Decentralized, Communication- and Coordination-free Learning in Structured Matching Markets
This addresses the challenge of decentralized learning in competitive matching markets for agents who need to learn preferences while competing, though it appears to be an incremental improvement over prior work on structured markets.
The paper tackles the problem of online learning in competitive two-sided matching markets where agents must learn preferences over firms through repeated interactions while competing for matches. The authors propose decentralized algorithms that require no communication or coordination between agents and achieve logarithmic regret growth under realistic structural assumptions on preferences.
We study the problem of online learning in competitive settings in the context of two-sided matching markets.

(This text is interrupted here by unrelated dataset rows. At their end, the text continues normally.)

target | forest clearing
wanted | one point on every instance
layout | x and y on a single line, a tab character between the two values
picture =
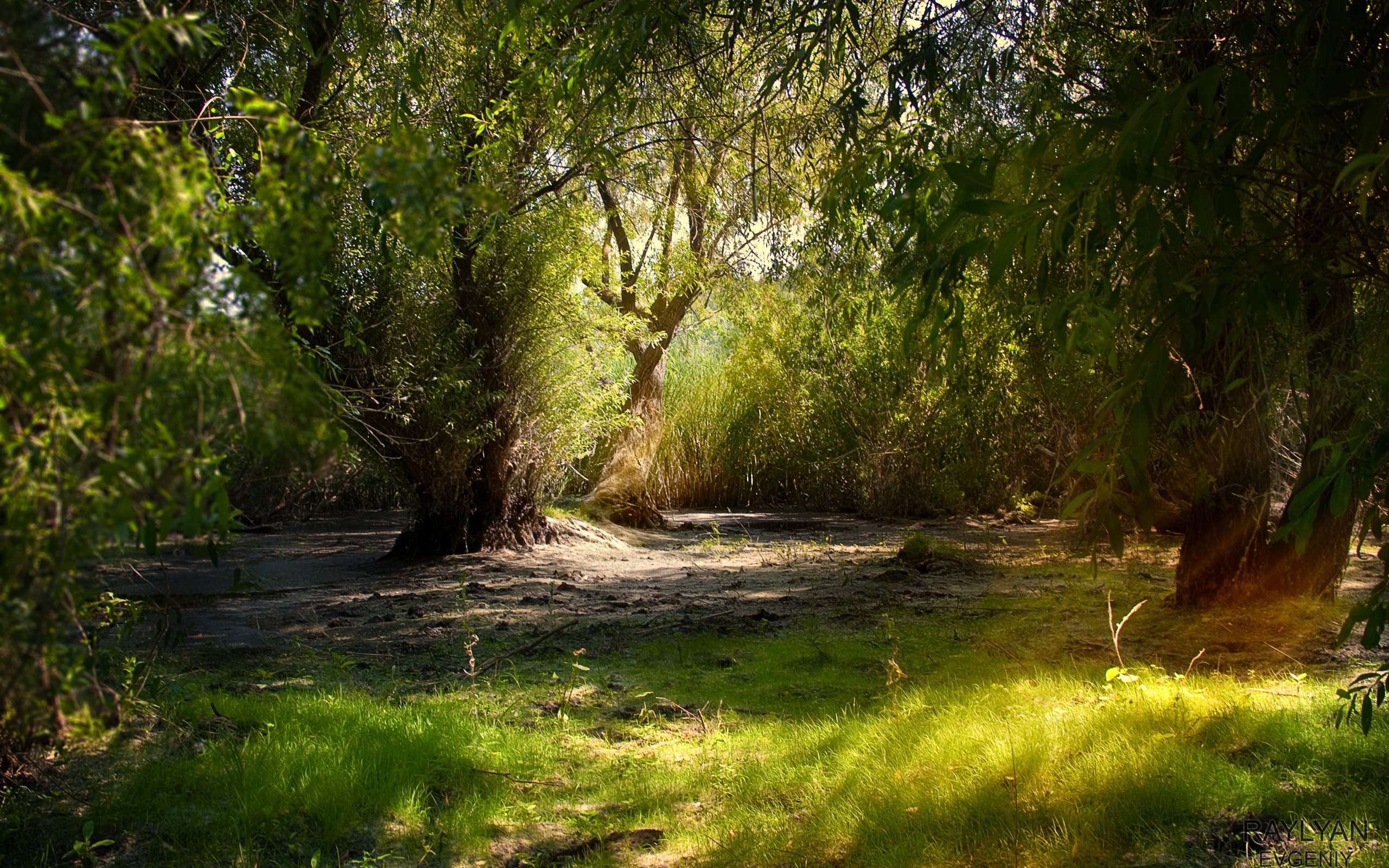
693	432
742	690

In particular, one side of the market, the agents, must learn about their preferences over the other side, the firms, through repeated interaction while competing with other agents for successful matches. We propose a class of decentralized, communication- and coordination-free algorithms that agents can use to reach to their stable match in structured matching markets. In contrast to prior works, the proposed algorithms make decisions based solely on an agent's own history of play and requires no foreknowledge of the firms' preferences. Our algorithms are constructed by splitting up the statistical problem of learning one's preferences, from noisy observations, from the problem of competing for firms. We show that under realistic structural assumptions on the underlying preferences of the agents and firms, the proposed algorithms incur a regret which grows at most logarithmically in the time horizon. Our results show that, in the case of matching markets, competition need not drastically affect the performance of decentralized, communication and coordination free online learning algorithms.